Phylogeny of astacin proteins in the phyla Nematoda (including free-living and parasitic nematodes in Clades I–V) and Platyhelminthes (including cestodes and trematodes). Parasitic nematodes in Clade IV (which includes Strongyloides species) and Clade V (which includes hookworms) have greatly expanded astacin families. Selected astacins that have been functionally studied are labeled. S. stercoralis strongylastacin is thought to contribute to skin penetration (Gomez Gallego et al., 2005; McClure et al., 2023; McKerrow et al., 1990), A. caninum MTP-1 is thought to contribute to skin penetration and tissue migration (Hawdon et al., 1995; McClure et al., 2023; Williamson et al., 2006; Zhan et al., 2002), B. malayi NAS-36 contributes to molting (Stepek et al., 2011), and O. volvulus AST-1 is thought to contribute to tissue migration (Borchert et al., 2007). Figure is reprinted with permission from Martín-Galiano and Sotillo, 2022 (Martin-Galiano and Sotillo, 2022).

Figure 4.. RNAi-mediated knockdown of the H. contortus gene nas-33 causes molting defects.

A. Knockdown of nas-33 in H. contortus first-stage larvae in an RNAi feeding assay resulted in a molting defect in which the old cuticle remained partly attached to the second-stage larva after the molt (Huang et al., 2021). B-D. Enlarged images of the indicated regions in A; sites where the old cuticle remained attached to the second-stage larva are indicated with white arrows (Huang et al., 2021). Images are reprinted from Huang et al., 2021 (Huang et al., 2021).

Figure 5.. Metalloprotease inhibitors prevent skin penetration by S. stercoralis iL3s.
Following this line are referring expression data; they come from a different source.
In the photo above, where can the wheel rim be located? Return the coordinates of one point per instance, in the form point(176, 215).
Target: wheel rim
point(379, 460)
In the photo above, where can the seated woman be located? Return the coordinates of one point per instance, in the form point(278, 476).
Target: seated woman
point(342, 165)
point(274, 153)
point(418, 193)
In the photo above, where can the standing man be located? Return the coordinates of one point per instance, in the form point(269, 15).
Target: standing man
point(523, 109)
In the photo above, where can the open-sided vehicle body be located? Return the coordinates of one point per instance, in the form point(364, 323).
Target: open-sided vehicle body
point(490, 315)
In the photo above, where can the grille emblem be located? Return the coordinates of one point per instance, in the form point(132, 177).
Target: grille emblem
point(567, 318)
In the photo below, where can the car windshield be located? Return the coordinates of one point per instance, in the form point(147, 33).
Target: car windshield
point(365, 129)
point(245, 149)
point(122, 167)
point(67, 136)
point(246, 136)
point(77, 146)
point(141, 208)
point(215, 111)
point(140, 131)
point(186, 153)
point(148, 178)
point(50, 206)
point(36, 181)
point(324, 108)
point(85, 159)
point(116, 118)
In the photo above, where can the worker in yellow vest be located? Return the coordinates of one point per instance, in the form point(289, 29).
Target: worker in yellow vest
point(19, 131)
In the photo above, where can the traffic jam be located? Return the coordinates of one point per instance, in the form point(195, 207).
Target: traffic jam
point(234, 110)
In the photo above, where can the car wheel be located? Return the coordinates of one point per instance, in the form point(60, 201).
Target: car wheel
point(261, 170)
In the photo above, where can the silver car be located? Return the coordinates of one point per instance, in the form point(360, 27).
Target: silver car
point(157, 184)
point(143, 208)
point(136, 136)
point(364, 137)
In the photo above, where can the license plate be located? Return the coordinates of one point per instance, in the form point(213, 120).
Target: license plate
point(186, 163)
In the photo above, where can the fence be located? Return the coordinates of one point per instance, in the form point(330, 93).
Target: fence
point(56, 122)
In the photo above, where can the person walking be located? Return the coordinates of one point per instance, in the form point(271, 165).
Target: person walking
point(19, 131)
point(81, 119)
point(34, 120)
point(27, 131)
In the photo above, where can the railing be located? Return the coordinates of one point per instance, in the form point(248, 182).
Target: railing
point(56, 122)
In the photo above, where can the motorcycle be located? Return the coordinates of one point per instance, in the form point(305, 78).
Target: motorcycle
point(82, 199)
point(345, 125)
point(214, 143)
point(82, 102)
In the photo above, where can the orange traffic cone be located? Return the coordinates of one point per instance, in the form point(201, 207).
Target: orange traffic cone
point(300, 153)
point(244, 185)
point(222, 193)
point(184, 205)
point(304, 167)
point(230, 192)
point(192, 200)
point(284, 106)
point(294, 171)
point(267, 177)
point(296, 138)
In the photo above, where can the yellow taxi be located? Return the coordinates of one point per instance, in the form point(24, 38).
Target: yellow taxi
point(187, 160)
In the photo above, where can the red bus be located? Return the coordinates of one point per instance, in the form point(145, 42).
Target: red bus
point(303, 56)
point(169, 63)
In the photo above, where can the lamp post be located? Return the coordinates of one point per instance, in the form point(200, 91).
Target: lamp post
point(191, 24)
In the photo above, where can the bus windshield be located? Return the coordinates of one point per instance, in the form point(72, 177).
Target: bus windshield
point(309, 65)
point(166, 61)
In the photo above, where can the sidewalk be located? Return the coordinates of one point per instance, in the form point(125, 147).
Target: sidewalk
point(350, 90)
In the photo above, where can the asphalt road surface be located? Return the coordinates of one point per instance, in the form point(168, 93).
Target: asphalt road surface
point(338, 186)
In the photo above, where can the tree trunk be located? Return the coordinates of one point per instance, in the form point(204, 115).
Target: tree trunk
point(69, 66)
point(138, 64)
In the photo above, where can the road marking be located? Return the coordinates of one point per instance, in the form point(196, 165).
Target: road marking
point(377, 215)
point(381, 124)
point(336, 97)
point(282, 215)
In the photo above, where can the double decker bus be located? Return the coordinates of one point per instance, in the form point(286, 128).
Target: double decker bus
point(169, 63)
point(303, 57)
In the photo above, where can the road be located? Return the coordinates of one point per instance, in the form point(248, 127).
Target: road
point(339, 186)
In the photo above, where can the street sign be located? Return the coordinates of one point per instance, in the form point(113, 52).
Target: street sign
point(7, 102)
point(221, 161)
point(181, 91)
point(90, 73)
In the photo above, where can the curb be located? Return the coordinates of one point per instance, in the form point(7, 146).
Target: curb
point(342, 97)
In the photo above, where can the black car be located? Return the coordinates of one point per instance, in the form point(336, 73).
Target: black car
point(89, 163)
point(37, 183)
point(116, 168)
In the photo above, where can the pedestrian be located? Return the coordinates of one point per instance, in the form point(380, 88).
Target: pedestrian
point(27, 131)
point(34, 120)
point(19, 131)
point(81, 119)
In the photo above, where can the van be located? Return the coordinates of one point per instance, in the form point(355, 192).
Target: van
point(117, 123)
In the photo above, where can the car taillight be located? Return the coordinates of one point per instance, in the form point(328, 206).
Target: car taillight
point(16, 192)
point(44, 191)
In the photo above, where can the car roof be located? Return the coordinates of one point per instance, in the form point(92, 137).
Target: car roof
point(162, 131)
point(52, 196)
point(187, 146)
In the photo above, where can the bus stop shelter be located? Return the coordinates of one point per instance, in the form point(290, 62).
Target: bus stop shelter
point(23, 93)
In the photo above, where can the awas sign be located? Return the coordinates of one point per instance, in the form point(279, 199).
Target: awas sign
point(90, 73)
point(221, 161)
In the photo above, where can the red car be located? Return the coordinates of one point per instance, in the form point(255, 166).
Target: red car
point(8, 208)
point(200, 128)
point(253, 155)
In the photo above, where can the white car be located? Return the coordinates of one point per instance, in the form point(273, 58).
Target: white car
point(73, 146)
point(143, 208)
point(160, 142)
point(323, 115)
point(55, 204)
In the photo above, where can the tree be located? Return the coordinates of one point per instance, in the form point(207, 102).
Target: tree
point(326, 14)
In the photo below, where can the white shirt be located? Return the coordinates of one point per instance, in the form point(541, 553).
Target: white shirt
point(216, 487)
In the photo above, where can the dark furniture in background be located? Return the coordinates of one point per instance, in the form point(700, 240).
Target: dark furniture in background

A. Incubation of ES products from S. stercoralis iL3s with metalloprotease inhibitors blocks their proteolytic activity, suggesting that protein degradation by iL3s requires metalloproteases. ES products isolated from S. stercoralis iL3s were incubated with either metalloprotease inhibitors (2.5 mM 1,10-phenanthroline; 10 mM HONHCOCH (CH₂CH₂CH Me₂) CO-Ala-Gly-NH₂; or 1 mM HO₂C-CH₂-Phe-Leu), serine protease inhibitors (5 mM PMSF, 100 μg/mL Aprotinin, or 100 μg/mL α-1-proteinase inhibitor), a cysteine protease inhibitor (5 mM NEM), or an aspartic protease inhibitor (50 μg/mL pepstatin). The ES products were then exposed to the substrate azocoll, and the % inhibition of azocoll degradation was determined. Only exposure to metalloprotease inhibitors blocked azocoll degradation. B. Incubation of S. stercoralis iL3s with metalloprotease inhibitors blocks skin penetration in an ex vivo skin penetration assay. iL3s incubated with either metalloprotease inhibitors (2 mM 1,10-phenanthroline; 2 mM HONHCOCH (CH₂CH₂CH Me₂) CO-Ala-Gly-NH₂; or 2 mM HO₂C-CH₂-Phe-Leu) or a serine protease inhibitor (2 mM PMSF) were placed on rat skin, and the % inhibition of skin penetration was determined based on the number of iL3s that penetrated the skin. Only exposure to the metalloprotease inhibitors blocked skin penetration. For A-B, percent inhibition was calculated for each chemical relative to the vehicle control. Data are replotted with permission from McKerrow et al., 1990 (McKerrow et al., 1990).